Dot syntax does not have to be limited to records (although it probably should be for the initial implementation until this new record system is vetted). I think it is a bad idea to attempt to attempt to extend the dot syntax to accomplish general function chaining through extending the dot syntax - we are simply asking too much of the dot right now. However, it is consistent to extend the function name-spaced to a record data type concept to any data type (as it is in Frege), and use dot syntax for that. The dot (without spaces) then *always* means tapping into a namespace (and simple type resolution).

Placing functions within a data name-space can make for nicer data-structure oriented code where the intent is clearer. It can help to achieve the data-oriented goal of OO (without the entanglement of state). With control over how the data namespace is exported (similar to controlling module namesapces), it is possible to create virtual record field setters and getters that can be accessed through dot syntax.

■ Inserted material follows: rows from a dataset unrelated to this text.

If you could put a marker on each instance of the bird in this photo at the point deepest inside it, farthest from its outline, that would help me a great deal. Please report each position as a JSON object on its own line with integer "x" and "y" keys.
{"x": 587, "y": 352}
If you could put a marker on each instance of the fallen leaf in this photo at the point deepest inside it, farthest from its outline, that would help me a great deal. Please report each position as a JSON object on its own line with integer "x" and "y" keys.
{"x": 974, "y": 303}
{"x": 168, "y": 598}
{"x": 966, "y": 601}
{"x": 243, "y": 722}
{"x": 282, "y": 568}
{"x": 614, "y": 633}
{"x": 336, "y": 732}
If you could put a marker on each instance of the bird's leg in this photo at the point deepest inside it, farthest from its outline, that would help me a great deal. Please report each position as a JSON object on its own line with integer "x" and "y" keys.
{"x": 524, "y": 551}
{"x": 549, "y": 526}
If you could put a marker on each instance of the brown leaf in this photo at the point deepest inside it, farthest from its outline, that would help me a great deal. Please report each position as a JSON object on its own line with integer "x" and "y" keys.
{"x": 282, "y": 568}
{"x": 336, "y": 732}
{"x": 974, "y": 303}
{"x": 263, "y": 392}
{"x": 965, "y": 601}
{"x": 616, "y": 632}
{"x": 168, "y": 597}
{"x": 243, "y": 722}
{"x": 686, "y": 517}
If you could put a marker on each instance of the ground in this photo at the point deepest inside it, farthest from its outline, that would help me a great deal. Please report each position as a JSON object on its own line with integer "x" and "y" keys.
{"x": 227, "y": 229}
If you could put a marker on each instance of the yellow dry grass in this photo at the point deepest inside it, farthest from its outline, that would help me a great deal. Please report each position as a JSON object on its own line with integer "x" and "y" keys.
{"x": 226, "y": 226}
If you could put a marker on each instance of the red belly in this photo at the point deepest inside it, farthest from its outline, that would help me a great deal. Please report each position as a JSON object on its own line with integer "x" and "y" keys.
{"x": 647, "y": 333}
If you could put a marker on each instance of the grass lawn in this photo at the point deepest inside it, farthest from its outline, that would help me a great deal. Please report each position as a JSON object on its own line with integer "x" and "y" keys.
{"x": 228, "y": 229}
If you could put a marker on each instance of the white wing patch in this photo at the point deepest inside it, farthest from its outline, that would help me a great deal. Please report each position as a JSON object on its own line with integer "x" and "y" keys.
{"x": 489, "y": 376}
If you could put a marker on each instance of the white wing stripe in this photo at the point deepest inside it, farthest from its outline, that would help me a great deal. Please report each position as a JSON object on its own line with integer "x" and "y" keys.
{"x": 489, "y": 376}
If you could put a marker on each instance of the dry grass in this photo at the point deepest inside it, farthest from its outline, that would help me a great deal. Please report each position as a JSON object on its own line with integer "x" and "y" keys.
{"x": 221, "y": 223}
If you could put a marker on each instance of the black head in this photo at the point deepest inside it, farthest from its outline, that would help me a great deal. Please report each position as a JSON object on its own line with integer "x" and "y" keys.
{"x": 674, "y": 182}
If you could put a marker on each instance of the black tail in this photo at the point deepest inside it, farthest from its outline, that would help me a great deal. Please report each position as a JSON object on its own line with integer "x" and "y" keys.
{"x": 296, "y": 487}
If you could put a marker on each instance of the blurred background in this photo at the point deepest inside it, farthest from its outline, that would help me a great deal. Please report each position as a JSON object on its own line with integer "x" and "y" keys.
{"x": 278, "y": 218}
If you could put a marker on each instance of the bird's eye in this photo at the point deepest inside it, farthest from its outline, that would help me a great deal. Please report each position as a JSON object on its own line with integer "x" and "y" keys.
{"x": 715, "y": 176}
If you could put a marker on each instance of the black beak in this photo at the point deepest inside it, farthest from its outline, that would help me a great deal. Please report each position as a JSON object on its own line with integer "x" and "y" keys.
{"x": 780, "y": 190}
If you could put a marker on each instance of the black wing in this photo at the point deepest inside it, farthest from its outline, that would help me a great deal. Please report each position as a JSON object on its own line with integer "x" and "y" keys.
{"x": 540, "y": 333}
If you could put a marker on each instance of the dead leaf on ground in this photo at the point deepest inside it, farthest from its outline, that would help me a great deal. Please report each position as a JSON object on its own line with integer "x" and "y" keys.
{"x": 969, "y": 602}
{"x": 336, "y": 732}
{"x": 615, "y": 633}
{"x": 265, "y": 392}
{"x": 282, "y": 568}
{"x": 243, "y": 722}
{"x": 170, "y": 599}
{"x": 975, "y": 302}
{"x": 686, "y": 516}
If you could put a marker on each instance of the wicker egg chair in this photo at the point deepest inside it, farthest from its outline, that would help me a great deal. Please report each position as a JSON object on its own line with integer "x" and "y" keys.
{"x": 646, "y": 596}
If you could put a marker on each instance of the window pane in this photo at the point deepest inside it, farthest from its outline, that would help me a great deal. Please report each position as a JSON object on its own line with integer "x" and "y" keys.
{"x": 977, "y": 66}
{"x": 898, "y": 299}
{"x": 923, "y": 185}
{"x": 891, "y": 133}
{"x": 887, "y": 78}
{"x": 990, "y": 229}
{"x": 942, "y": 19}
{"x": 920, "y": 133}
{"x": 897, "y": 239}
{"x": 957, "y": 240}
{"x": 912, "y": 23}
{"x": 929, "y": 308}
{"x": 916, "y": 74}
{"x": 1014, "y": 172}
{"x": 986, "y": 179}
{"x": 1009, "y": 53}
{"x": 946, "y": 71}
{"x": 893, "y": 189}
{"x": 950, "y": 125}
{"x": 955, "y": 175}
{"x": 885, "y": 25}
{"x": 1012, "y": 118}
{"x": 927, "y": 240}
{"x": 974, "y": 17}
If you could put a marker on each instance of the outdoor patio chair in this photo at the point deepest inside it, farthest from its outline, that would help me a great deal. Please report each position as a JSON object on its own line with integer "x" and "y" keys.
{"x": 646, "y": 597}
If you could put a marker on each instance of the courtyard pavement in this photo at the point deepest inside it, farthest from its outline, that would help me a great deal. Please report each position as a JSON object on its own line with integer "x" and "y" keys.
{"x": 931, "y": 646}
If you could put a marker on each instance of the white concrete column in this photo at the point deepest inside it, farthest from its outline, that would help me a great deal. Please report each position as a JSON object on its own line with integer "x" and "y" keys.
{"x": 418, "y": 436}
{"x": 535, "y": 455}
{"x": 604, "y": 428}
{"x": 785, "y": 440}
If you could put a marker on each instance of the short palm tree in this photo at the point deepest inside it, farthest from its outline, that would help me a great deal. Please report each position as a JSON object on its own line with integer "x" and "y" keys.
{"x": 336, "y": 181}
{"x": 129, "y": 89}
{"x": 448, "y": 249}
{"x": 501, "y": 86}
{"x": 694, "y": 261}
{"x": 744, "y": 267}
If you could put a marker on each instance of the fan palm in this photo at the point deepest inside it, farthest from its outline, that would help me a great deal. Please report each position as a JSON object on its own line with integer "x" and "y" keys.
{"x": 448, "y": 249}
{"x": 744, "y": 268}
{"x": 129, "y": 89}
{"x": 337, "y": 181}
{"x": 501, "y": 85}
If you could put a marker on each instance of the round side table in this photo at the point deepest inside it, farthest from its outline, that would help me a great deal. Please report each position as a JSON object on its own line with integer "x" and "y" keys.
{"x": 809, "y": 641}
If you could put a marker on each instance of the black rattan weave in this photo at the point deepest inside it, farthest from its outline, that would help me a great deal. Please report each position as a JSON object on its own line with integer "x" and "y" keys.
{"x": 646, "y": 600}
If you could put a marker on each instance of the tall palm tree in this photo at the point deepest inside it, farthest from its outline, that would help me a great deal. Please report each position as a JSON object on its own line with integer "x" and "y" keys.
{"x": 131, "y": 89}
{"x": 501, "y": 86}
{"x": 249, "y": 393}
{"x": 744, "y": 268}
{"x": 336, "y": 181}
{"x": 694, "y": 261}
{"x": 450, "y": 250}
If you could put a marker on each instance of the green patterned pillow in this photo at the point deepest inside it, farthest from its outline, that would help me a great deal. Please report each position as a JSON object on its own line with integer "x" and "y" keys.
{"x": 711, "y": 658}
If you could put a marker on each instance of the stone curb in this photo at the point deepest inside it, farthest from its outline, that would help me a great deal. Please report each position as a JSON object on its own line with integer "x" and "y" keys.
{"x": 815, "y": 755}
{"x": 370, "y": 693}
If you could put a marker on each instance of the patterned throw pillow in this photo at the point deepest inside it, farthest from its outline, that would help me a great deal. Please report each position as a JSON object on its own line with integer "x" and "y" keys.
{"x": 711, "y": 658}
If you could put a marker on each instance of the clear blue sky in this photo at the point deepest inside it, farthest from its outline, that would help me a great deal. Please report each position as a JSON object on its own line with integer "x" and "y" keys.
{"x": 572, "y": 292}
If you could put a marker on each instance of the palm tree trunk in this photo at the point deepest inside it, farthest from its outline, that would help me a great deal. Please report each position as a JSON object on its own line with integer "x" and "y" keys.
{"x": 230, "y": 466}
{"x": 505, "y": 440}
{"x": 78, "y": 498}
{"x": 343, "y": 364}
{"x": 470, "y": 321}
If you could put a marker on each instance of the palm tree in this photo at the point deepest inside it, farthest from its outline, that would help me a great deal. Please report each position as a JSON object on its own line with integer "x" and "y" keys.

Both Frege and the DDC thesis take this approach.

In this brave new world (see above where typeclass functions are also placed under the namespace of the data), there are few functions that absolutlely must be at the top level of a module. Although a library author might take attempt the approach of no top-level functions, most library users will likely find it more convenient to define functions at the top level of modules rather than to always lift them into data structure name-spaces with typeclasses.